Genetic Testing, Treatment Advances Offer 'Hope on the Horizon' for Ovarian Cancer
Kristie L. Kahl
Understanding the inherited biology of ovarian cancer tumors will help to continue to prevent and treat, and one day cure the disease, Angeles Alvarez Secord, M.D., MHSc, said during a presentation at the 2018 National Ovarian Cancer Coalition.
Among the estimated 1.7 million estimated new cancer cases in the US this year, more than 22,000 of them will be ovarian cancer diagnoses – at a median age of 63 years. As the 11th most common cancer in women, approximately 14,000 individuals will die of the disease this year.
However, there is hope: The incidence of ovarian cancer in the US has slowly fallen over the last 20 years. For example, in 2013, less than 200,000 women are living with ovarian cancer across the nation. Similarly, mortality from the disease has also declined.
Some risk factors for the disease include personal and family history, genetic predisposition and other factors like smoking, menopausal hormone therapy, excess body weight and adult height. However, factors that may decrease a woman’s chances for ovarian cancer are tubal ligation (getting one’s tubes tied), pregnancy and total lifetime use of oral contraceptives.

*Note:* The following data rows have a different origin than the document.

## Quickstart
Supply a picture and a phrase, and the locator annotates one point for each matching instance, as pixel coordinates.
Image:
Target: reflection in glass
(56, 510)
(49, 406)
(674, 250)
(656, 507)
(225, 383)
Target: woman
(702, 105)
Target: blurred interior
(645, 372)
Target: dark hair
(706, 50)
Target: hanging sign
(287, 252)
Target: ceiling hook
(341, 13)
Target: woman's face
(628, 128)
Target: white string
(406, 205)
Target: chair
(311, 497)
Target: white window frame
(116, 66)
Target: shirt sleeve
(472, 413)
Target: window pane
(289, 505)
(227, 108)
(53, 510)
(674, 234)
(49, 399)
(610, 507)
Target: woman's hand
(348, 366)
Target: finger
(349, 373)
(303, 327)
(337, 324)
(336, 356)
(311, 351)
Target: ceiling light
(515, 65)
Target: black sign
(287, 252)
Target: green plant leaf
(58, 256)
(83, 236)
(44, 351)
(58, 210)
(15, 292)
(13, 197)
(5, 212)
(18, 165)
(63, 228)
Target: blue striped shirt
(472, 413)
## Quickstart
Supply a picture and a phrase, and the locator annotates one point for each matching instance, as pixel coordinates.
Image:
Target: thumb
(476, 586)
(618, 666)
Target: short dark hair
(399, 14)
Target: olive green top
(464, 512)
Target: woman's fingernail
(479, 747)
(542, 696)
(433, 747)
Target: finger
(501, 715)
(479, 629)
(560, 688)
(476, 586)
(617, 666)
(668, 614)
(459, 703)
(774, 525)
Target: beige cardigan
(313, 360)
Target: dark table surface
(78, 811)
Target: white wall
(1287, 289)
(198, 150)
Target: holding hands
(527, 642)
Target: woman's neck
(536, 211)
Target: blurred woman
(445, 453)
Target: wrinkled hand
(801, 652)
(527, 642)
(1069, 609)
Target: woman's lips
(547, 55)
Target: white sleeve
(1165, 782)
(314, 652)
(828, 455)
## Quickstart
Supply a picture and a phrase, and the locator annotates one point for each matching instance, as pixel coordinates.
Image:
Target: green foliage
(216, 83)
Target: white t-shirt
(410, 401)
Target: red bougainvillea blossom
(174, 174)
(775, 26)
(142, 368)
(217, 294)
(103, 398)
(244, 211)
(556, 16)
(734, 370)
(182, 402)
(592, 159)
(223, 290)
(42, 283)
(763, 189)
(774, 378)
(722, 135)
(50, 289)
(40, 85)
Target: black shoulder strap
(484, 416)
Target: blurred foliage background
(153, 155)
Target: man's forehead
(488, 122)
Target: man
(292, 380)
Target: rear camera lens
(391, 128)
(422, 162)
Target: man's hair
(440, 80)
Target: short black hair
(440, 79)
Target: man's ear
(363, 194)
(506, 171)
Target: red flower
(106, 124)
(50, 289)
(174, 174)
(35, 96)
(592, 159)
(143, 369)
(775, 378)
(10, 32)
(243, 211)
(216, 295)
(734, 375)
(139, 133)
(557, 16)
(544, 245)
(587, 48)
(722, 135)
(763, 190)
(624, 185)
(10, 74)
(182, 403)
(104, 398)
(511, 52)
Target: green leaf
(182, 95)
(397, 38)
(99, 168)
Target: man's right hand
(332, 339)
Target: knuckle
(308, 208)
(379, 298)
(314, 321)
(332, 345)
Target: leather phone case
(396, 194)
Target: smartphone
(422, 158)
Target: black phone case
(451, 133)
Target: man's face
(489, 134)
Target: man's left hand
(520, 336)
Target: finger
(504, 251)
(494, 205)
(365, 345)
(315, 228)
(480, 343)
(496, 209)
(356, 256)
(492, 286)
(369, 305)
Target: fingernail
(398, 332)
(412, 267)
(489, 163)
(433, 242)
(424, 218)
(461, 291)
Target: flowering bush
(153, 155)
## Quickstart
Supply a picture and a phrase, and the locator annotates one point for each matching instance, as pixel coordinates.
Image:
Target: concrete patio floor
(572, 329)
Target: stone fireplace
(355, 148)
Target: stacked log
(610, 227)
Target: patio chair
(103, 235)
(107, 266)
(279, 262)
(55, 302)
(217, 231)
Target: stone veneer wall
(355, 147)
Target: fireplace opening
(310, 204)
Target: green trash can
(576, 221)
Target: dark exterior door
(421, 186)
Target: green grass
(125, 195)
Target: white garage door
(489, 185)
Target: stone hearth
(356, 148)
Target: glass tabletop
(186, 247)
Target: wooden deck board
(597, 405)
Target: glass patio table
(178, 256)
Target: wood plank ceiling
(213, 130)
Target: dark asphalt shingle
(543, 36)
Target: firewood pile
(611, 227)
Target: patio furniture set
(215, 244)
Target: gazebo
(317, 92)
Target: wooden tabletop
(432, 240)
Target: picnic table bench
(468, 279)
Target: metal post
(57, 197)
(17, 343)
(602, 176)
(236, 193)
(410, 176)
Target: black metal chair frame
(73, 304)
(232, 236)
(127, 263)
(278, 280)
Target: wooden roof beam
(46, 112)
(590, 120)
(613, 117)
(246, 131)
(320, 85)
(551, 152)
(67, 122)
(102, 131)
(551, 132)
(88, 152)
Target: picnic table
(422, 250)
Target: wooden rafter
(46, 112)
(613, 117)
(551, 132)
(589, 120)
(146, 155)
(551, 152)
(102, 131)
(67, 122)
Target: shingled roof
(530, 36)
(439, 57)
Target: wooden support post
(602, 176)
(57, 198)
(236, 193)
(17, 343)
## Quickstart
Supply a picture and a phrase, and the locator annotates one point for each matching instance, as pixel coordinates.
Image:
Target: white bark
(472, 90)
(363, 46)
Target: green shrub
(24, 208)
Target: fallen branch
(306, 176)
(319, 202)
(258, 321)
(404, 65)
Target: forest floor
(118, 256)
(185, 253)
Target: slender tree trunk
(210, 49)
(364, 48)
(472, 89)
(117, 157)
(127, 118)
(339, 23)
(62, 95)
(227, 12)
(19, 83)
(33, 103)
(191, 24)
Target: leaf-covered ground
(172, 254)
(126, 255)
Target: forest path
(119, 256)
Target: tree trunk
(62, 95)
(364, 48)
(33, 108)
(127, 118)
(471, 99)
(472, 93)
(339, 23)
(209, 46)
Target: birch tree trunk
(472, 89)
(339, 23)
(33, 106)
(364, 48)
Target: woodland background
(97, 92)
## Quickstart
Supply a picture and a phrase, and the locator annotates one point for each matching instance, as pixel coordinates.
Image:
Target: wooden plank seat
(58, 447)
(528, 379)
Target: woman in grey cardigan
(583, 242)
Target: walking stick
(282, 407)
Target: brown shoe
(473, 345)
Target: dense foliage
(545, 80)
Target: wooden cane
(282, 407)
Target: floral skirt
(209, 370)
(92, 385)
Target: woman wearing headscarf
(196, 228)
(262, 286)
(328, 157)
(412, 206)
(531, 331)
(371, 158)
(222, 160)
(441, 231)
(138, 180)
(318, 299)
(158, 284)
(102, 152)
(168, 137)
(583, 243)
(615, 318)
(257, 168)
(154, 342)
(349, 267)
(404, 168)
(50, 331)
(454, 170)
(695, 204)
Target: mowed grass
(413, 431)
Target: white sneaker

One interesting aspect of the disease: It is not one-size-fits-all. “One of the things about ovarian cancer is that we have learned it doesn’t just fit under one umbrella, not one ovarian cancer is the same. We now know that there are several histologic subtypes,” said Alvarez Secord, who is an associate professor in the division of gynecologic oncology at Duke University Medical Center.
These include high-grade serous, clear cell, endometrioid, low-grade serous mucinous, and a subgroup of other ovarian cancers that make up a small percentage of the disease. When low- and high-grade serous ovarian cancers are broken up, each has specific molecular alterations that may impact treatment decisions. For example, women with low-grade disease may have a KRAS, NRAS or BRAF mutation or HER2 amplification; on the other hand, high-grade serous disease may have TP53 or BRCA1/2 mutations or chromosomal instability (also known as lynch syndrome).
“The exciting part here is once you understand the underlying biology of the tumor, you can then target your therapies,” added Alvarez Secord.
Because of this, genetic testing has become more prevalent in recent years. “What is surprising to people is you see these mutations across the board in a variety of ovarian cancers, and that is really important to understand who should be testing. It is not just someone who has high-grade serous type, anyone who has ovarian cancer should be tested for these mutations.”
“Approximately 20 to 25 percent of ovarian cancer patients have a deleterious germline or somatic mutation in the BRCA1 or BRCA2 gene,” she added.
If a woman tests positive for a germline BRCA or other high-risk mutation, this result could have predictive, prognostic and therapeutic implications. It may also detect women’s cancer risks in other organs while also identifying relatives that should also be tested – known as cascade testing. Meanwhile, for women who may test with no germline mutation, genetic testing would help them to avoid unnecessary surgical risks, added Alvarez Secord.
“The most exciting thing for us right now is being able to identify these genes that increase your risk, being able to implement appropriate screening procedures, doing the surgery and the cascade testing, and preventing these diseases from even occurring. And we can do that – right here, right now,” she said.
Following genetic testing, and a possible ovarian cancer diagnosis, Alvarez Secord also highlighted the importance of patients understanding what questions they should be asking their health care teams.
In the staging and diagnosis phase, women should ask whether they should have surgery or chemotherapy first; how they should make that decision; about how surgery will be performed; and what they should expect from surgery.
Similarly, in determining their treatment options, women must consult their physicians on the type of treatment; if they are eligible to enroll in a clinical trial; if they have a tumor marker that can be used to direct therapy toward treatment like a PARP inhibitor, Avastin (bevacizumab) or immunotherapy; and what the benefits of these treatments are compared with the possible side effects.
“Understanding the inherited biology of these tumors, diving down in to the DNA, is going to enhance our understanding so that we can hopefully develop more individualized/personalized approach to caring for women with ovarian cancer, and for all people with cancer in terms of preventing, treating and curing these diseases,” said Alvarez Secord.